The urban centre of Lundenwic was unearthed in the 1980s after extensive excavations, and were reinterpreted as being urban in character. These conclusions were reached independently by two archaeologists (Vince and Biddle). Recent excavations in Covent Garden adjoining have uncovered an extensive Anglo-Saxon settlement, covering about 150 acre, stretching from the present-day National Gallery site in the west, to Aldwych in the east. As the presumed locus of the city, Lundenburh, was moved back within the old Roman walls, the older settlement of Lundenwic gained the name of ealdwic, 'old port', "eald" and the softer form of "wic" transposed to "ald" and "wich" in Middle English orthography.

The street was created in the early 20th century in a project that saw a new street layout destroying Wych Street which was full of overhangs and projections, and the construction of Australia House (built 1913–18) and Bush House (completed 1925). A statue of the 19th-century prime minister William Ewart Gladstone was installed in 1905 near St Clement Danes church, at the eastern end of Aldwych.

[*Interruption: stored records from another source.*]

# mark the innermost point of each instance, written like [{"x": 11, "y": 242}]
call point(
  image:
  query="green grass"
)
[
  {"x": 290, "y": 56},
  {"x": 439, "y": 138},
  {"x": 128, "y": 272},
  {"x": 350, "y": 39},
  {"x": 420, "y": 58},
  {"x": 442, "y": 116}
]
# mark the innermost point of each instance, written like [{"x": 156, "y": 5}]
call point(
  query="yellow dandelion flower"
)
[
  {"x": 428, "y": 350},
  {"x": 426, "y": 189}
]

In 1906, Aldwych tramway station was opened underneath Kingsway; it closed in 1952. In 1907, Aldwych station was opened on the Strand opposite Aldwych; it closed in 1994.

On 12 October 1925, Aldwych and the section of Strand to its south became the first "roundabout system" in London, i.e. a set of roads with one-way traffic clockwise.

On 18 February 1996, a bomb was detonated prematurely on a number 171 bus travelling along Aldwych, killing its carrier, Provisional Irish Republican Army member Edward O'Brien and injuring several passengers.

In 2021, the Strand was pedestrianised between Melbourne Place and Lancaster Place, and Aldwych reverted to being a two-way street.